In People v. Elliot, 74 Mich 264; 41 NW 916 (1889), in contrast, the Court affirmed the conviction of a defendant for operating a lottery. The evidence in that case showed that the defendant had received money in exchange for a selection of one, two, three, or four numbers from one to seventy-eight. Purchasers of these numbers were to receive a specified amount of money for each number or set of numbers selected which corresponded with numbers subsequently drawn in a lottery conducted in the state of Kentucky. In upholding the defendant's conviction, the Court offered the following definition of the term "lottery":

"A lottery is a scheme by which a result is reached by some action or means taken, and in which result man's choice or will has no part, nor can human reason, foresight, sagacity, or design enable him to know or determine such result until the same has been accomplished." 74 Mich at 267-268.

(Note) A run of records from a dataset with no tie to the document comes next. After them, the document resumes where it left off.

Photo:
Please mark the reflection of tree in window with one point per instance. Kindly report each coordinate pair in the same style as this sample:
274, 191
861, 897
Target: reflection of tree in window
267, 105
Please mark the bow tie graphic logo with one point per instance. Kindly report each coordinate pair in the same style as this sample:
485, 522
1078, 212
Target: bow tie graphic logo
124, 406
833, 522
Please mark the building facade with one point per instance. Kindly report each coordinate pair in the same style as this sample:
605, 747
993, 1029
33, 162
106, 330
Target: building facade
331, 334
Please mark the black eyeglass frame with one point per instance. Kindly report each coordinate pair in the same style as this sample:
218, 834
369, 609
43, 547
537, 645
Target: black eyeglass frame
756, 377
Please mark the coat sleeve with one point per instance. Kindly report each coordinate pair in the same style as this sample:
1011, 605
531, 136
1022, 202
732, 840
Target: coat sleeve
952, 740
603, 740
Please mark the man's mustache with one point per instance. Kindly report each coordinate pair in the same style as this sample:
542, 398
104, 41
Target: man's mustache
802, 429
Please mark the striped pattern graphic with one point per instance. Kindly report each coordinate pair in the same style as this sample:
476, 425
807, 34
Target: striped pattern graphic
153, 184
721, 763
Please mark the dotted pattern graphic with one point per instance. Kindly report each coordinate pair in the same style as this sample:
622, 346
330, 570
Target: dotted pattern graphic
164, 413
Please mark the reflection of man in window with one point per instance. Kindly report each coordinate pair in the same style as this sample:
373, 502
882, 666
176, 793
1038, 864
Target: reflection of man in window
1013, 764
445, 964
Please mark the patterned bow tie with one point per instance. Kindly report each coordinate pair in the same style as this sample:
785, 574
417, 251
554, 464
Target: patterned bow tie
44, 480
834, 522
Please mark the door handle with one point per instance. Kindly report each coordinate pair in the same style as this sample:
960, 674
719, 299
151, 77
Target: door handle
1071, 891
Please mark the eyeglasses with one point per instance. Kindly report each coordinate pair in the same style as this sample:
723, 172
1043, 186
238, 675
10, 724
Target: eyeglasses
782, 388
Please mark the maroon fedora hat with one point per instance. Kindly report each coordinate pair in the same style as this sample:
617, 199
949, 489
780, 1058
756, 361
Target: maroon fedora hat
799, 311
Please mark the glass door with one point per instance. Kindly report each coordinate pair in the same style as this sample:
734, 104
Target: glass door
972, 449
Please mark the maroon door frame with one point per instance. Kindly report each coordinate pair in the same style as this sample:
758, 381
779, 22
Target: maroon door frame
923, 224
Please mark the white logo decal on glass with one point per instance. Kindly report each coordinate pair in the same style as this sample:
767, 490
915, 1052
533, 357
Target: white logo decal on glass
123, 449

Significantly, the Elliot Court explicitly distinguished its earlier decision regarding sports wagering in People v. Reilly, supra:

"It is thought by counsel for defendant that this case is ruled by People v. Reilly, 50 Mich. 384 (15 N.W.Rep 520). That case, however, is different. There the contingency was one upon which the parties interested could exercise their reason and judgment under an agreement upon which the money was paid, and was in its nature executory. In this case the money was paid when the chance was obtained, and there was no opportunity for exercising the reason or judgment or any other faculty of the mind, and hence the lottery." 74 Mich at 268-269. (Emphasis added.)

More recently, in Rohan v. Detroit Racing Assoc, 314 Mich 326, 343-346; 22 NW2d 433 (1946), the Court was called upon to decide whether parimutuel wagering upon horse racing events, as authorized by 1933 PA 199, constituted a "lottery" in violation of Const 1908, art 5, Sec. 33. After reviewing extensive cases and authorities from Michigan and other jurisdictions, including both Elliot and Reilly, supra, the Court summarized its views as follows:

"Under the above authorities it is clear that parimutuel betting on a horse race is not a lottery. In a lottery the winner is determined by lot or chance, and a participant has no opportunity to exercise his reason, judgment, sagacity or discretion. In a horse race the winner is not determined by chance alone, as the condition, speed, and endurance of the horse and the skill and management of the rider are factors affecting the result of the race. The better has the opportunity to exercise his judgment and discretion in determining the horse on which to bet.... The fact that a better cannot determine the exact amount he may win at the time he places his bet, because the odds may change during the course of betting on a race, does not make the betting a mere game of chance, since the better can exercise his reason, judgment, and discretion in selecting the horse he thinks will win. Horse racing, like foot racing, boat racing, football, and baseball, is a game of skill and judgment and not a game of chance...." 314 Mich at 346. (Emphasis added.)

The conclusion that sports wagering activities do not fall within the definition of a "lottery" is also consistent with federal law. In 18 USC 1301 through 1340, Congress has prohibited interstate mailings and broadcasts of lottery advertisements. In an effort to accommodate those states which have established state lotteries, however, Congress created a limited exemption from these prohibitions in 18 USC 1307(a) for a "lottery conducted by a State acting under the authority of State law." Subsection (d) of that section defines the term "lottery," for purposes of that exemption, as follows:

"For the purposes of this section 'lottery' means the pooling of proceeds from the sale of tickets or chances and allotting those proceeds or parts thereof by chance to one or more chance takers or ticket purchasers. 'Lottery' does not include the placing or accepting of bets or wagers on sporting events or contests." (Emphasis added.)

It is my opinion, therefore, that a gambling activity in which players may win prizes by correctly predicting the outcome of sporting events does not constitute a "lottery" under the McCauley-Traxler-Law-Bowman-McNeely Lottery Act and, accordingly, the Michigan Bureau of State Lottery does not have the statutory authority to institute such a game or activity.